Alarme éducative! Les lycéens ont du mal à comprendre les textes longs, voici ce que BRIN a dit
JAKARTA - L’investigateur de l’Institut national de la recherche et de l’innovation (BRIN), Anggi Afiansyah, estime que la capacité d’alphabétisation des élèves au niveau du lycée est plus faible que celle des élèves du primaire et du secondaire.
Les conclusions du ministère de l'Éducation primaire et secondaire (Kemendikdasmen) montrent qu'il existe des problèmes fondamentaux dans la formation de la capacité de lire dès le début.
Selon lui, cette baisse est étroitement liée à la faiblesse des fondements de la littératie qui sont construits progressivement.
En conséquence, lorsque les élèves sont confrontés à du matériel de lecture plus complexe au niveau du lycée, ils ont du mal à comprendre le contenu du texte dans son intégralité.
« Au niveau du lycée, le texte devient plus long et complexe.
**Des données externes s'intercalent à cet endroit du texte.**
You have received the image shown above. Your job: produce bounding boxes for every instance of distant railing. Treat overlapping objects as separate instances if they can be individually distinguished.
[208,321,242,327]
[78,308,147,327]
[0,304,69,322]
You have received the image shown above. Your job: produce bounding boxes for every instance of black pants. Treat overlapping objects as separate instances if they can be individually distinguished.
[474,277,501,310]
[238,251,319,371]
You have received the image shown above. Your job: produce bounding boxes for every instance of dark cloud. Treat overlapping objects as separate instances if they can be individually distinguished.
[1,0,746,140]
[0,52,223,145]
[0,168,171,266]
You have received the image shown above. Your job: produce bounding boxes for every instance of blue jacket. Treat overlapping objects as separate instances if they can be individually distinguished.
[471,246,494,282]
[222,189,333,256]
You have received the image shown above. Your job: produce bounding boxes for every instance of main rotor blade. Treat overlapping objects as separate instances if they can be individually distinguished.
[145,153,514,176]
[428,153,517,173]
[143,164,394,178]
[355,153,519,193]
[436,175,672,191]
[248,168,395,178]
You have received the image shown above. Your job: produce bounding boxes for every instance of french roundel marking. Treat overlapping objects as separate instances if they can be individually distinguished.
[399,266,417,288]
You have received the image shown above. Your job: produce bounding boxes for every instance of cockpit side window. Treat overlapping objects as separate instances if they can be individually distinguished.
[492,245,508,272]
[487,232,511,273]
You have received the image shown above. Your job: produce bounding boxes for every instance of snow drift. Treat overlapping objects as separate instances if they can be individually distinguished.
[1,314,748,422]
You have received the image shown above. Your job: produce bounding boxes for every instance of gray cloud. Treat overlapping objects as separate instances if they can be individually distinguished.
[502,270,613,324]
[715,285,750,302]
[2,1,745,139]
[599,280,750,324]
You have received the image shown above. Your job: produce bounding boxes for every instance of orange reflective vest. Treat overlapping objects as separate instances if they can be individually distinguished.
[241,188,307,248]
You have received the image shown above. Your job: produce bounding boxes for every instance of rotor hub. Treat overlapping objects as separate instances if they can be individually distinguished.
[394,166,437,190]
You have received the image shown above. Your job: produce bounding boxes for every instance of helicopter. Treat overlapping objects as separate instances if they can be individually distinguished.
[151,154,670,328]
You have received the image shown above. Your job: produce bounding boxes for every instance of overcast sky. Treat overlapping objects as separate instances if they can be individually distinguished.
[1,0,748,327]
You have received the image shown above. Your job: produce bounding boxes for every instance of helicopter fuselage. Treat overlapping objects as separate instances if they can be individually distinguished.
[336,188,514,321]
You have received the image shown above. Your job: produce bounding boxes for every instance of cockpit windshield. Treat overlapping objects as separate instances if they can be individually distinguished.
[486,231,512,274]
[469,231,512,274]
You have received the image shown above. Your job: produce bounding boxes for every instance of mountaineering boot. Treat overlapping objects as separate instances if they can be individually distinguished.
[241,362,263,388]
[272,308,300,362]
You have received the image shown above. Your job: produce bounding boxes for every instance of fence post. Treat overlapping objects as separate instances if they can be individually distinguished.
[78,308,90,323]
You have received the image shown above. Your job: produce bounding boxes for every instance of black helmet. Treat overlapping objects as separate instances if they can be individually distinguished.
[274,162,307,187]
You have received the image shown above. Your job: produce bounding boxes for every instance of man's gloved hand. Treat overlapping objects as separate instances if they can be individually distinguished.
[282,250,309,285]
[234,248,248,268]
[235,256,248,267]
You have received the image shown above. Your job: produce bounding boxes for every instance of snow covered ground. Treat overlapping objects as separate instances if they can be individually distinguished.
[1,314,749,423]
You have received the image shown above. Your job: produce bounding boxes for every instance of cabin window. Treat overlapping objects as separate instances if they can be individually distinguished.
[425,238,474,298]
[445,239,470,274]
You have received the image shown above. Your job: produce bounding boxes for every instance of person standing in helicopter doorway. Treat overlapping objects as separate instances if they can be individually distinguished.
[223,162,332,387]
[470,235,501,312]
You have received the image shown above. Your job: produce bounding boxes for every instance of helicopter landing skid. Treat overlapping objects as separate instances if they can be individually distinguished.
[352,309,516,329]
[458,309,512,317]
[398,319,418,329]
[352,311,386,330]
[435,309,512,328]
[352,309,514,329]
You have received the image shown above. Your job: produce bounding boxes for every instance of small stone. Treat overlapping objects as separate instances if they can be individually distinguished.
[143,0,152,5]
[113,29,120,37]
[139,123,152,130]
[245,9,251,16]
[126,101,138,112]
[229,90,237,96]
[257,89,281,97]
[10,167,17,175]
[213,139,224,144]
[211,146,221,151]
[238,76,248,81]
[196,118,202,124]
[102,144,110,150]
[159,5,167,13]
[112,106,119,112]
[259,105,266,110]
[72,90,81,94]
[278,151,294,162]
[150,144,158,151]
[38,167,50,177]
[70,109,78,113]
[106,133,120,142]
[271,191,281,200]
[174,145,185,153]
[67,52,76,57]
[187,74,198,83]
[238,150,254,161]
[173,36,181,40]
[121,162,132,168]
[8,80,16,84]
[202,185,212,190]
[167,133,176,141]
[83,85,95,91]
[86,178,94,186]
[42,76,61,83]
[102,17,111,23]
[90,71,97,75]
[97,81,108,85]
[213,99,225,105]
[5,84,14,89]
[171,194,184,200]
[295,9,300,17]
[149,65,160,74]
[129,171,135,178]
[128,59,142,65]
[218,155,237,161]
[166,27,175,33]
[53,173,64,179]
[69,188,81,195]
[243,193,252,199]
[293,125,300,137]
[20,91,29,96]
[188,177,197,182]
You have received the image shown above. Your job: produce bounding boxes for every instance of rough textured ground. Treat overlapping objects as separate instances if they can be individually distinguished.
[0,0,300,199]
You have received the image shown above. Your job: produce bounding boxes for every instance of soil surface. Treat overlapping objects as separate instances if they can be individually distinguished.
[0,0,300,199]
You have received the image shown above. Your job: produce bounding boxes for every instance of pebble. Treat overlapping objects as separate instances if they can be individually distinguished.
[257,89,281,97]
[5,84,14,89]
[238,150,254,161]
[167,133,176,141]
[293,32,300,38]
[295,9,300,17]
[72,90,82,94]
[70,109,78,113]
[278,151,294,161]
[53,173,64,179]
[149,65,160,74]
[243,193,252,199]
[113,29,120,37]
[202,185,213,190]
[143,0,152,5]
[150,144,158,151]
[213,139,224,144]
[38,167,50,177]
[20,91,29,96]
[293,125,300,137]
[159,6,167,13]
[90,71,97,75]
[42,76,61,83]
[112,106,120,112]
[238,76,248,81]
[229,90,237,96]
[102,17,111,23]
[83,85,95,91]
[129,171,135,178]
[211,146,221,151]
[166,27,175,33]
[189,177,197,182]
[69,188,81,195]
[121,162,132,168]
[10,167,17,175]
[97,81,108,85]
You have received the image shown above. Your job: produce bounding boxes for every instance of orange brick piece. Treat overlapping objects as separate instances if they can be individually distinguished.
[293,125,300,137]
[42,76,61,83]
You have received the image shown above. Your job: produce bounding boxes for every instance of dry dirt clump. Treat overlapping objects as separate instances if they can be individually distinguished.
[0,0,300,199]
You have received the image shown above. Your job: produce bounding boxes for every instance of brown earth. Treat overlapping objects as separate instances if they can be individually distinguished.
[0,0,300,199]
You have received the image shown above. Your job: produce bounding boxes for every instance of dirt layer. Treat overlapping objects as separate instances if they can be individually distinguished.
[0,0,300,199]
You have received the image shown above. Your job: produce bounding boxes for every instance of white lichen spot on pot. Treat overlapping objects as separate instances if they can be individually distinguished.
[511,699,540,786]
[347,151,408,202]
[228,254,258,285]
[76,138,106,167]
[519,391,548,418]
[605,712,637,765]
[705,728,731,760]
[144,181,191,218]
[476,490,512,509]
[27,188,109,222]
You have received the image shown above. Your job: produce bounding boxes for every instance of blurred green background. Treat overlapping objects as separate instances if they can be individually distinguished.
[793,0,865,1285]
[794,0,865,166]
Si les fondamentaux ne sont pas solides, les élèves auront du mal à suivre », a-t-il dit, dimanche 12 juillet.
Anggi a expliqué que la capacité d’alphabetisation n’est pas seulement influencée par l’intrigue de lecture, mais aussi par divers autres facteurs tels que le soutien de la famille, l’environnement scolaire, ainsi que la disponibilité de livres de lecture appropriés et suffisants.
Il a vu que de nombreux élèves n'étaient pas habitués à lire des textes longs en profondeur dès le plus jeune âge.
Cette situation est aggravée par l'accès limité à des livres de qualité, à la fois à la maison et à l'école.
D'autre part, le changement de mode de consommation de l'information joue également un rôle. La domination de la culture de l'écran et du contenu vidéo court est perçue comme affectant la capacité des étudiants à se concentrer sur la lecture de textes longs.
« Les enfants sont maintenant plus souvent exposés à du contenu bref. Cela les rend moins habitués à lire du texte long et nécessite une concentration élevée », a-t-il poursuivi.
C'est pourquoi Anggi souligne l'importance de l'habituer à la lecture qui est faite de manière constante et graduelle depuis l'enfance. Elle encourage également l'utilisation de méthodes d'apprentissage telles que la lecture dialogique, qui ne met pas seulement l'accent sur l'activité de lecture, mais aussi sur la discussion pour approfondir la compréhension.
En outre, il faut une intervention plus forte du gouvernement pour améliorer la qualité de la literation. De la fourniture de livres abordables, au renforcement des bibliothèques scolaires et villageoises, en passant par la culture de la discussion de la literation dans le milieu éducatif.
Les efforts de réparation au niveau du secondaire, a poursuivi Anggi, doivent être faits de manière plus intensive, en particulier dans les écoles avec un niveau de literamé bas.
En fait, les élèves peuvent être encouragés à reprendre à lire des textes plus simples comme première étape.
Il a également insisté sur le fait que les conclusions du ministère de l’éducation étaient un rappel que sans une base solide, la capacité d’alphabétisation des élèves risquait de ne pas se développer de manière optimale dans les niveaux d’enseignement plus élevés.
Pourtant, l'alphabétisation est la clé pour développer la capacité de penser de manière critique et se préparer aux défis futurs.